Recojer el guante
Habían pasado ya dos semanas desde que lo habían internado de
urgencia en la residencia rural, por un fallo motor, producto de graves
tensiones emocionales.
Con aparente mejoría y aún con tratamiento
farmacológico le dieron el alta y la recomendación de ser asistido las 24 hs.
por un enfermero especializado en pacientes con problemas motores.
La reacción fue de rabia e
impotencia. Apenas podía levantarse de la silla y caminar con un trípode bajo
la atenta mirada del enfermero que tres veces diarias lo sometía a ejercicios de
rehabilitación.
Así habían transcurrido ya tres semanas más desde la vuelta a casa. Lo visitaban a diario su cuñada y sus
sobrinos. No contaba con el apoyo de su hijo que vivía en el extranjero hacía un lustro.Tampoco lo hubiera esperado. Sabía que su hijo no se fue solo por
estudios. Tras muchos años de peleas, había tomado la decisión de alejarse de
su padre y hacer su vida desde cero como un paria sin pasado.
Al mes siguiente, nueve semanas desde el día que lo internaron,
recibió por e-mail, la noticia de que Julio Diestres, su hijo, había tenido un
accidente cerebrovascular mientras dictaba cátedra en la facultad de ingeniería
de la Universidad de Barcelona. Apenas si sabía que su hijo estaba en España y
ahora se enteraba que yacía en un hospital sin más visitas que sus alumnos y
colegas de la facultad.
Alguna vez hubiera querido verlo
antes de morirse pero siempre lo había dejado para más adelante. No podía
entender cuáles habían sido esas diferencias tan graves que lo habían dejado
sin hijo, sin nietos, sin compañía. Y tal vez ya no lo supiera nunca. Cojió el
guante que le echaba a la cara el destino y decidió en su estado calamitoso,
viajar al viejo continente para ver a su hijo y traerlo de nuevo a estas
tierras.
Parece que la vida nos reúne a
padre e hijo en la escena de los tullidos, hijo mío- Le dijo a un Julio
inconsciente y entubado en la camilla del hospital del Mar donde yacía.

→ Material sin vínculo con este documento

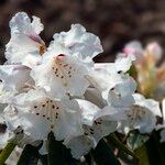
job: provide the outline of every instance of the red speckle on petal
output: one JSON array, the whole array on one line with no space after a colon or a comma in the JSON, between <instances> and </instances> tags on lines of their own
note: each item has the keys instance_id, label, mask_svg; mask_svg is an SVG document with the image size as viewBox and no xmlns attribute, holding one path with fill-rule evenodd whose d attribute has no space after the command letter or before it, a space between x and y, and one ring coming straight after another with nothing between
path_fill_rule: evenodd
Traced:
<instances>
[{"instance_id":1,"label":"red speckle on petal","mask_svg":"<svg viewBox=\"0 0 165 165\"><path fill-rule=\"evenodd\" d=\"M58 59L58 61L63 61L63 59L64 59L64 57L65 57L65 55L64 55L64 54L59 54L59 55L57 55L57 56L56 56L56 59Z\"/></svg>"}]
</instances>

Un duelo para el que no estaba
preparado. Un baile del que no sabía los pasos y tenía que improvisar si quería
seguir bailando.
El guantazo al ego
que los había podrido por dentro, estaba ahora tirado en el suelo,
fermentandose aún más con las lágrimas que vaciaban sus ojos de orgullo. Solo
dolor y poca vida por delante lo aferrarían a un hijo que presente, seguía
lejano en un coma sin fin, y con pronóstico reservado.
Tras dos meses, Julio comenzó a
balbucear algunas palabras, la vista no la recuperaría nunca pero la mirada
dura e impenetrable la sostendría siempre que escuchaba la voz de su padre,
quién había hecho los arreglos para quedarse ya definitivamente en Barcelona, al
cuidado de su hijo en su casa del Eixample, donde asistía a diario un enfermero
y el kinesiólogo que mantenía a su hijo activo físicamente, con masajes y
ejercicios de rehabilitación.
Hacía décadas que no escuchaba
hablar en catalán. La burla del destino le jugó con su hijo, lo que él jugó con
su padre. Cuando con 17 años salió airado de su Girona natal y se subió a un
barco que lo cruzó al otro lado del charco para nunca volver ni preguntarse por
su pasado. Formar una familia nueva, propia, que por algún motivo incierto,
indefinido, lo había traído de vuelta a reparar su destino, a perdonar y
perdonarse. La vida no tiene reconciliaciones gratas. Siempre golpea duro,
atraviesa el corazón y si uno es capáz de entender, entonces sobrevive para
contarlo.
Se quedó con su hijo y ambos
pasean por las calles de Barcelona, Enric Granados es una de sus preferidas, sobretodo llegando a la plaza Letamendi donde está El Pampero, se piden unas empanadas y escuchan unos tangos, el viejo con su bastón trípode y el joven en su silla de ruedas.